Some ways I know I have thin privilege:
- I fit in seats on airplanes and in sports stadiums
- I can shop in regular clothing stores where my size is easily accessible. I have a wide variety of clothing to choose from and I don't have to pay more.
- My health insurance isn't jacked up just because of weight
- When I go to the doctor and my knee hurts or I'm out of breath- they check my knee and listen to my lungs - instead of just telling me I need to lose weight (ie I'm taken seriously). I'd just like to give a shout out to my MD and NP at this moment who have NEVER referenced my weight even thought it is MUCH higher now than it was 10 years ago. They always take me seriously. Unfortunately, this isn't often the case.
- People don't assume I'm extremely unhealthy - that I don't eat right or exercise - on first glance, because of my size (though this commentary has definitely grown as my weight has gone UP!)
- I have a fair shot at jobs and dates on Tinder in an average body (JK Jamie!!! I'm not online dating!!) but you know what I mean.
You don't need to feel bad about having thin privilege, if you fall into this category. All bodies deserve love and respect - BUT life is a bit (sometime a whole fucking lot) easier, when you are thin in this culture. It's only when that privilege is unchecked, which is to say when we are so IN our privilege that we can't see the marginalization of others, that the problems begin. Which is why I needed to take a hot minute to identify that, in the grand scheme of things, my body is considered fairly acceptable in this crazy world and so, while I educate women of all sizes on normalizing their relationship with food and their bodies - I identify that those in bigger bodies than mine have additional challenges. That the world is harder. That they are up against, not only their own skewed negative perceptions of their bodies but culturally accepted shaming that isn't just going to go away - even when they do the work of making peace with themselves.

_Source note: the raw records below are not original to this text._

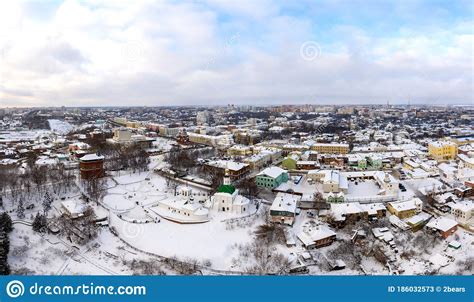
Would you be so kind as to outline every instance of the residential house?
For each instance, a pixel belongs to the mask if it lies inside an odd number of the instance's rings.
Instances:
[[[86,204],[80,200],[68,199],[61,202],[61,212],[72,219],[84,216],[86,209]]]
[[[426,227],[438,233],[441,237],[448,238],[451,234],[456,232],[458,223],[450,218],[438,217],[428,222]]]
[[[301,196],[298,195],[278,193],[270,207],[271,221],[293,225],[300,200]]]
[[[282,167],[286,170],[295,170],[296,163],[300,159],[299,155],[296,153],[289,154],[281,163]]]
[[[387,203],[387,210],[400,219],[405,219],[421,213],[423,203],[419,198],[407,201],[394,201]]]
[[[321,248],[331,245],[336,240],[336,232],[326,226],[303,231],[297,235],[307,249]]]

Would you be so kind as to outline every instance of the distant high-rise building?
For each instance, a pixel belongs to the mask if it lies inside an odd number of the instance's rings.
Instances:
[[[197,125],[207,124],[208,121],[209,121],[209,112],[207,110],[199,111],[198,113],[196,113],[196,124]]]

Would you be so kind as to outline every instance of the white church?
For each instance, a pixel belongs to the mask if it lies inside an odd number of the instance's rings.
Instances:
[[[250,200],[239,195],[239,190],[231,184],[227,171],[223,184],[219,186],[211,201],[212,208],[219,212],[245,214],[250,210]]]

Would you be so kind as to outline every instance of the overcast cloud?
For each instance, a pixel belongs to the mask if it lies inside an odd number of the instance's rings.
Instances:
[[[473,102],[472,1],[285,2],[4,1],[0,106]]]

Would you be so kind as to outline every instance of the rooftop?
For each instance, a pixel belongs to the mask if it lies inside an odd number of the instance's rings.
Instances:
[[[282,168],[279,167],[268,167],[262,172],[258,173],[257,175],[266,175],[271,178],[277,178],[280,176],[282,173],[285,173],[286,170],[283,170]]]
[[[220,185],[219,188],[217,188],[217,192],[233,194],[235,187],[233,185]]]
[[[428,222],[426,226],[431,229],[436,229],[442,232],[446,232],[457,225],[458,223],[450,218],[438,217]]]
[[[95,160],[103,160],[103,156],[99,156],[97,154],[86,154],[81,157],[81,161],[95,161]]]

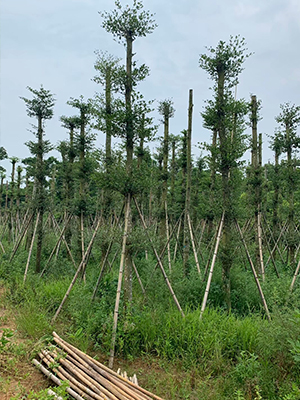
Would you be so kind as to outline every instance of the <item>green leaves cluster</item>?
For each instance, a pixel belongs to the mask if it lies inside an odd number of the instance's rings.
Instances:
[[[122,7],[121,2],[116,0],[114,10],[99,13],[103,18],[102,27],[124,45],[127,39],[134,41],[137,37],[146,36],[157,25],[153,14],[143,10],[143,7],[141,1],[133,0],[132,7]]]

Before you get into YEAH, but skinny shaming exists!!! and What about health??!!
Let me say this....this is not a simple or easy conversation but:
1. Not all biases (despite being harmful and damaging) are the same. Thin women being shamed or bullied is NOT the same thing as the systemic oppression suffered by those in fat bodies. Again, google the Self article I referenced above!
2. I hope that if you've followed me for this long you know that the fat = unhealthy argument just doesn't hold up - and it certainly doesn't hold up as a reason to dehumanize another. Please check out the Health at Every Size Movement.

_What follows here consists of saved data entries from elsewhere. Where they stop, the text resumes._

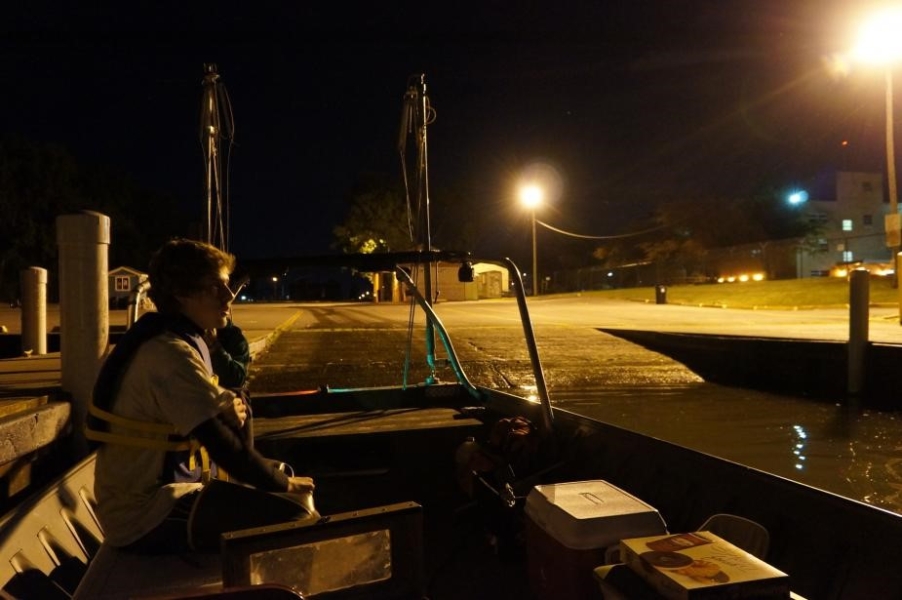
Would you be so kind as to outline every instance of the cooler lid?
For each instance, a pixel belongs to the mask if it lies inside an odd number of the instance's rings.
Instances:
[[[603,480],[537,485],[526,497],[526,514],[574,549],[613,545],[639,531],[666,532],[653,506]]]

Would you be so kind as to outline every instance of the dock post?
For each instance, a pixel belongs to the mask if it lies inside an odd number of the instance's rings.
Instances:
[[[60,379],[71,395],[74,452],[87,454],[84,424],[110,338],[110,218],[92,211],[56,219],[60,280]]]
[[[19,273],[22,288],[22,353],[47,354],[47,269]]]
[[[849,377],[846,391],[850,397],[857,397],[864,389],[870,276],[865,269],[855,269],[849,276]]]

Last thing I'll say is this, I'm medium sized. I'm not a size 0-2-4-6 and I'm not a size 18+....and I've been finding it hard to find my footing lately. How do I fit in to this #bopo world? Where is my representation? How do I benefit from thin privilege while also feeling affected but some mild aspects of sizeism? - it's something I'm exploring and I'll write about it in a separate post as I believe it's a completely separate subject - but I do think that my own sorting and sifting led to the lovely follower message that has pushed me to talk about this, not just in my private groups or sessions (as I often do!!) but also here on social media. I hope you'll stick with me as I sort through it - allowing me to "write in pencil" (that is, occasionally make mistakes) as I figure this out!